[pété dâ la swa] (loc. verb. PROU.)
Le suranné, ce paradoxe, se plait parfois à être imagé et cradingue. Voire vulgaire pourquoi pas.
En étudiant la flatulence noblement enrobée de cette définition nous pourrions remonter jusqu’à Aristophane, Ἀριστοφάνης, ce poète comique grec du Vᵉ siècle avant JC, précurseur en calembours qui évoqua les vents dans Les Nuées, comédie grecque classique sur le conflit entre les modernes et les anciens (eh oui, déjà). Mais nous n’en ferons rien, préférant nous concentrer sur la rigueur plutôt que sur la comédie.
Péter dans la soie sous entend avant tout de se laisser aller dans des draps ou de la lingerie de soie. Cette fibre textile d’origine animale produite par la chenille du bombyx du mûrier pour la soie de culture, et du ver à soie Tussah pour la soie sauvage, peut donner un tissu fort précieux, fruit d’un art millénaire (le plus vieux fragment de soie découvert en Chine datant de -2570) et qui suivra une longue et sinueuse route qui porte désormais son nom pour faire le voyage depuis Pékin jusqu’à Lyon. La capitale des Gaules devenant celle de la soie la plus noble sous le règne de François Ier.
Les grandes maisons de la Croix-Rousse feront fortune avec leur art de tisserand, fournissant les exigences des rois puis de la haute-couture parisienne qui drape les élégantes du monde entier dès le XIXᵉ siècle. Pleins aux as, les cent vingt deux marchands en soie et trois cent cinquante quatre négociants-fabricants lyonnais que l’on compte en 1866 font bombance quotidienne pour profiter du fruit de leur labeur. Dans les bouchons on débute à la rosette, au saucisson et au Jésus, on enchaine sur de la poularde demi-deuil, du poulet Célestine, des quenelles et du gratin dauphinois, et on termine au Saint-Genix, à la galette au sucre et au Saint-Félicien. Le Beaujolais coule bien entendu à flots.
Autant dire que le soyeux est ballonné quand il rentre se coucher.
Selon toute vraisemblance et nos recherches académiques, c’est de là que viendrait péter dans la soie. Évidemment le riche marchand dort dans des draps de soie et lorsque la digestion aidant, les gaz intestinaux accumulés dans l’intestin doivent être expulsés, il pète. Il pète donc dans la soie, gavé de ses agapes célébrant sa fortune.
La formule est restée, signifiant la richesse qui étale sans fard une certaine aisance qui se cantonnait jusqu’alors en un lieu du même nom.

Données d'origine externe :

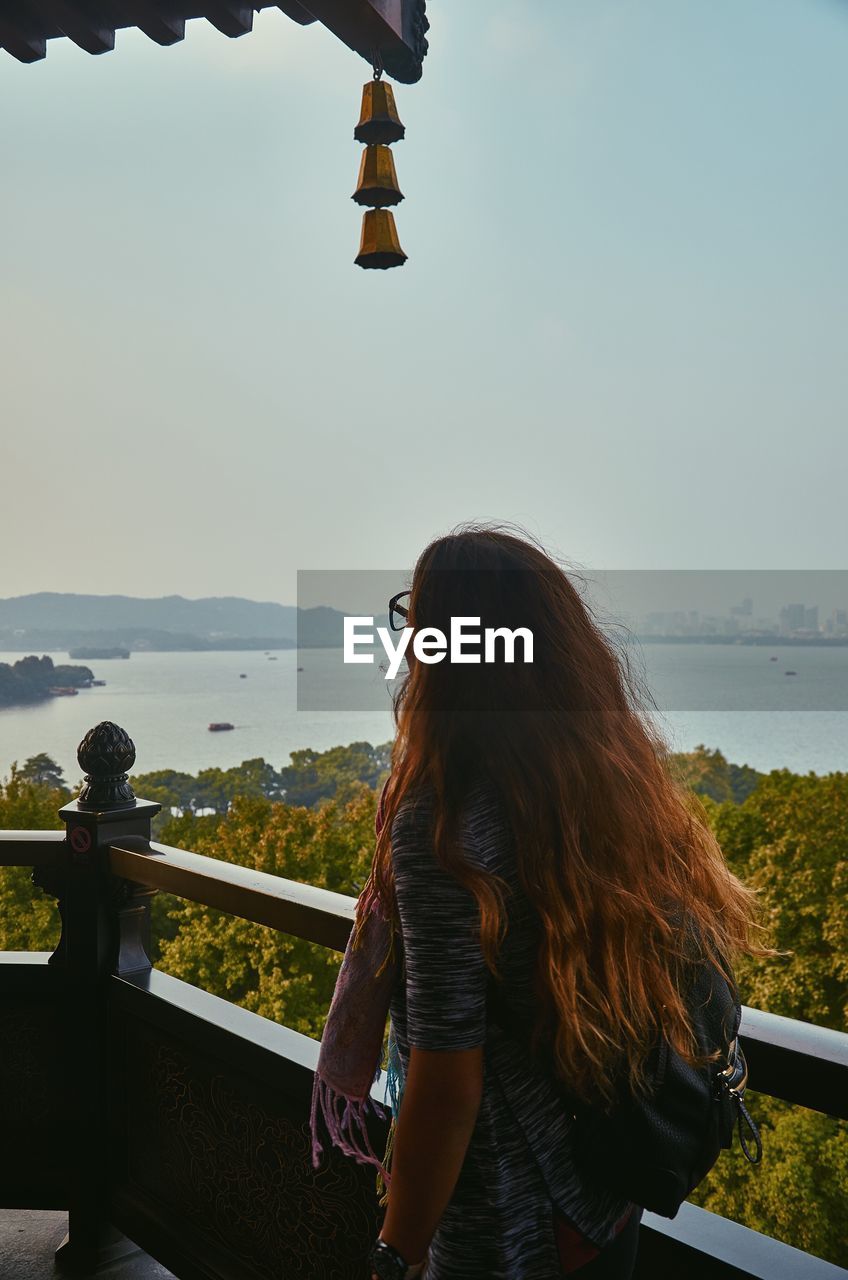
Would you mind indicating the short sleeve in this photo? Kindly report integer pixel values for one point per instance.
(446, 974)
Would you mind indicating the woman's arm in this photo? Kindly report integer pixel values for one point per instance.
(441, 1101)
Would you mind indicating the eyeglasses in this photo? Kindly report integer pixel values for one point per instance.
(399, 613)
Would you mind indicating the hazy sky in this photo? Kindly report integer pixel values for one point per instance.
(623, 323)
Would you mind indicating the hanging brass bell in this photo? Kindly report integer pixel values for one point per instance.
(377, 182)
(378, 120)
(379, 246)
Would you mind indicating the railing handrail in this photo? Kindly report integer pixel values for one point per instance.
(811, 1061)
(304, 910)
(30, 848)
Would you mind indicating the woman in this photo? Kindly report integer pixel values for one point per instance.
(532, 853)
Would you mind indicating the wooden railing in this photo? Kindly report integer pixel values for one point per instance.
(159, 1114)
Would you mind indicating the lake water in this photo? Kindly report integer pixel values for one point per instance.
(728, 696)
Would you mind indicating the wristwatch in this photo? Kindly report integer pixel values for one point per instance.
(388, 1264)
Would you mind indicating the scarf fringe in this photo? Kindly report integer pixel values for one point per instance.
(346, 1123)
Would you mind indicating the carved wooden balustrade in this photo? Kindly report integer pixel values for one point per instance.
(158, 1114)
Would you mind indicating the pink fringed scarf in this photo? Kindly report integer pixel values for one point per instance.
(349, 1060)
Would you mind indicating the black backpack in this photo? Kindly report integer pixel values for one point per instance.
(655, 1151)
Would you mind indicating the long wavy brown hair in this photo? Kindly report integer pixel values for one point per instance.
(615, 856)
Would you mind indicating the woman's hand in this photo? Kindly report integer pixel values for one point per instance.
(441, 1101)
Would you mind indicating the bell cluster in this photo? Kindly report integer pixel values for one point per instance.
(377, 188)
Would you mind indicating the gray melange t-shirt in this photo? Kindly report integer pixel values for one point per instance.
(519, 1166)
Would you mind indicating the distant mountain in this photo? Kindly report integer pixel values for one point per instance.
(215, 616)
(53, 620)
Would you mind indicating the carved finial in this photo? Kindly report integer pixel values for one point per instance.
(106, 753)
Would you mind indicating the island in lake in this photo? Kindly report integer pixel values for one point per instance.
(30, 680)
(94, 654)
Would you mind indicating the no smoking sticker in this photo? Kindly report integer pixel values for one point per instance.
(80, 840)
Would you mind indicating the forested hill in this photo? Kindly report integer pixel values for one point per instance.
(214, 616)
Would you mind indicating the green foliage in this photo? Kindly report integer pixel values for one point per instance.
(334, 775)
(314, 822)
(28, 918)
(310, 778)
(269, 973)
(797, 1193)
(789, 840)
(709, 773)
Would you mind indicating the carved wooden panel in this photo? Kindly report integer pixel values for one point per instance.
(30, 1105)
(224, 1162)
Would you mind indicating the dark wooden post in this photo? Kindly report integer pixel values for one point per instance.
(105, 931)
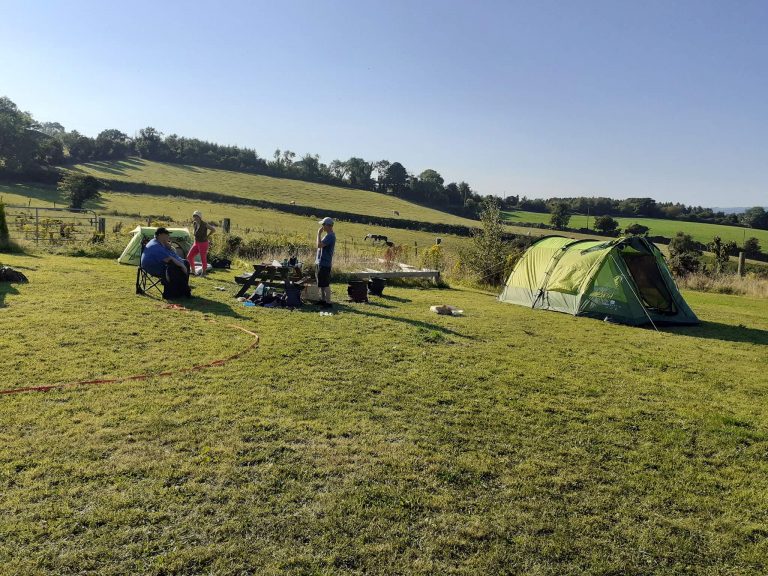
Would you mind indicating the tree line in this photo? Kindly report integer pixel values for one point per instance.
(31, 150)
(755, 217)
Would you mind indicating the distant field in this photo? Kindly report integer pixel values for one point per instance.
(244, 219)
(382, 440)
(238, 184)
(658, 227)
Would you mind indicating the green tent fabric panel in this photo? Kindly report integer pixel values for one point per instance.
(593, 278)
(132, 252)
(575, 268)
(530, 271)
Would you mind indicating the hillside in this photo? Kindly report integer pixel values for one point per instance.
(382, 440)
(280, 190)
(658, 227)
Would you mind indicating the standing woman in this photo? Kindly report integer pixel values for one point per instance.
(202, 229)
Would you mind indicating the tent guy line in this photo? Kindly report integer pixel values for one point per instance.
(219, 362)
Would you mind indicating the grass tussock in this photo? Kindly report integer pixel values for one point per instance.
(749, 285)
(384, 439)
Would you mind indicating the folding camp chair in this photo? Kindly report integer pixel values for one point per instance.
(145, 281)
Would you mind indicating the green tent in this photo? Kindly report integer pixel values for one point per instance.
(625, 280)
(179, 236)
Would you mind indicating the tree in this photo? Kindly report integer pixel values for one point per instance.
(684, 254)
(79, 188)
(636, 229)
(149, 144)
(606, 224)
(81, 148)
(19, 139)
(359, 172)
(308, 166)
(755, 217)
(752, 247)
(5, 236)
(430, 186)
(381, 174)
(560, 215)
(111, 144)
(487, 255)
(722, 251)
(338, 169)
(396, 178)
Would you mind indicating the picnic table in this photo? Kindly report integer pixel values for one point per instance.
(271, 275)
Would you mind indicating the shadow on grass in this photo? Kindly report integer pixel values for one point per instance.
(726, 332)
(394, 298)
(5, 289)
(208, 306)
(187, 167)
(114, 167)
(417, 323)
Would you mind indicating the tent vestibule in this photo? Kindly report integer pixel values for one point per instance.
(624, 280)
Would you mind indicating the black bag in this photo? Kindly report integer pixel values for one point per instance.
(376, 286)
(358, 291)
(8, 274)
(178, 283)
(218, 262)
(293, 297)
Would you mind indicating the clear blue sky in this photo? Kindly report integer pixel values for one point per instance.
(664, 98)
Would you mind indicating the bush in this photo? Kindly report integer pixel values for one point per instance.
(684, 255)
(433, 258)
(486, 257)
(605, 224)
(5, 236)
(79, 188)
(636, 229)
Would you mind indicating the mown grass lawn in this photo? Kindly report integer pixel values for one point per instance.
(244, 220)
(283, 190)
(657, 227)
(382, 440)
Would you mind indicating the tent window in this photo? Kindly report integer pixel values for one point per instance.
(652, 289)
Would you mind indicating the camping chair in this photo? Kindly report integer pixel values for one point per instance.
(145, 281)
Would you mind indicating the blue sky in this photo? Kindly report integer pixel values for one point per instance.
(665, 99)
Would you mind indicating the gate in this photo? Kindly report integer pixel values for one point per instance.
(52, 225)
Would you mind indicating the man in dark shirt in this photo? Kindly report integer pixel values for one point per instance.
(325, 248)
(160, 259)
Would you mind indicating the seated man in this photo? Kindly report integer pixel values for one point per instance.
(160, 259)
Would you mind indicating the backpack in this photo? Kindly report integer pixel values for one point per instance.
(8, 274)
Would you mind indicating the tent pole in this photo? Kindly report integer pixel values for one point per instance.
(635, 293)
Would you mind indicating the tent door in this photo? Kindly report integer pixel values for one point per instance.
(650, 284)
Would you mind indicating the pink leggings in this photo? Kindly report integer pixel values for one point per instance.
(202, 249)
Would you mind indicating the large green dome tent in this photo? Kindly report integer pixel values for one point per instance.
(132, 252)
(624, 280)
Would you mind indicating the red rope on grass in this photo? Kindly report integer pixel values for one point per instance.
(219, 362)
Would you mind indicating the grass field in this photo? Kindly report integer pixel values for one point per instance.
(238, 184)
(382, 440)
(245, 220)
(668, 228)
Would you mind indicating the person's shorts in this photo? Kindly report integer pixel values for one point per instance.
(323, 276)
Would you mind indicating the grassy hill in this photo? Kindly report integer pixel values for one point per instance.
(242, 185)
(132, 210)
(658, 227)
(382, 440)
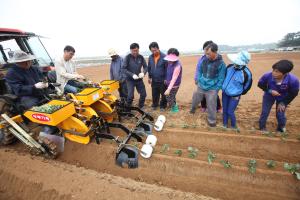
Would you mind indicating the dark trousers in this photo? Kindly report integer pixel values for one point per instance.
(158, 90)
(229, 106)
(140, 87)
(123, 90)
(203, 103)
(267, 104)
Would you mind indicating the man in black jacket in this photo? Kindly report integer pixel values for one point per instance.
(157, 67)
(134, 74)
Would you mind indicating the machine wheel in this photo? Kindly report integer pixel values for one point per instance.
(6, 137)
(50, 147)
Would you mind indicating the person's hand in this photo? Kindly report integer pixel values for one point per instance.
(41, 85)
(280, 107)
(141, 75)
(167, 92)
(80, 76)
(135, 77)
(275, 93)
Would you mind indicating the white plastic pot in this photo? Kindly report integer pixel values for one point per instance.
(146, 151)
(161, 118)
(151, 140)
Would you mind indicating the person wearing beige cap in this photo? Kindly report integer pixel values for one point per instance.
(66, 73)
(25, 81)
(117, 72)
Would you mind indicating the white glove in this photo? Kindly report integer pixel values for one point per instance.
(41, 85)
(141, 75)
(135, 77)
(78, 76)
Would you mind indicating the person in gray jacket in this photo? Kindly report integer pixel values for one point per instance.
(117, 72)
(157, 68)
(134, 74)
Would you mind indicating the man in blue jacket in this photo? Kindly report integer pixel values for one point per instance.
(211, 75)
(279, 86)
(157, 67)
(25, 81)
(117, 72)
(133, 64)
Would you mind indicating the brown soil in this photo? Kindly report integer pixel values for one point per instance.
(89, 171)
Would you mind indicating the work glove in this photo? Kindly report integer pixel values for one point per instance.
(167, 92)
(135, 77)
(41, 85)
(141, 75)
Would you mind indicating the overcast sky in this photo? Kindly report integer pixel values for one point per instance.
(94, 26)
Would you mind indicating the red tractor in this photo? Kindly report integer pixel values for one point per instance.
(14, 39)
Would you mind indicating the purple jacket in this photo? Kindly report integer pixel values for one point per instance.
(288, 89)
(196, 77)
(170, 70)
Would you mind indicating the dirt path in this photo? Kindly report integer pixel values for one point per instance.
(24, 177)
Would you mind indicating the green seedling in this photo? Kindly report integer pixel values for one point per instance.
(165, 148)
(226, 164)
(178, 152)
(271, 164)
(293, 169)
(211, 157)
(252, 166)
(193, 152)
(284, 135)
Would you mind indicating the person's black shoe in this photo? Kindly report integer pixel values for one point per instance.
(154, 108)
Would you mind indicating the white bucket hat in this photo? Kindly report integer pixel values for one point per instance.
(20, 56)
(112, 52)
(241, 58)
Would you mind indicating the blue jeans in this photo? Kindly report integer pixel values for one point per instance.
(140, 87)
(229, 106)
(72, 87)
(268, 101)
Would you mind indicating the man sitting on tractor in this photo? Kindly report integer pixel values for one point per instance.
(25, 81)
(66, 72)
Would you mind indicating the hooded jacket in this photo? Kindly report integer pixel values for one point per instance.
(211, 73)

Le 28 février 1935 sonne le glas de ces inconvenances. Trois ans après la naissance de Nadine de Rothschild (18 avril 1932), Du Pont de Nemours invente le nylon. La conjonction de ce tissu moderne dit soie artificielle et l’avénement théorisé des bonnes manières portées par Madame la baronne renverront péter dans la soie dans la cabane au fond du jardin, lieu des plus surannés s’il en est.
Des formulations hip-hop auront beau voir le jour, bling-bling et autres très officiels signes extérieurs de richesse traqués par l’administration fiscale ne pourront remplacer la si bien imagée péter dans la soie. Même l’outrecuidance n’a pas la même odeur dans les années modernes.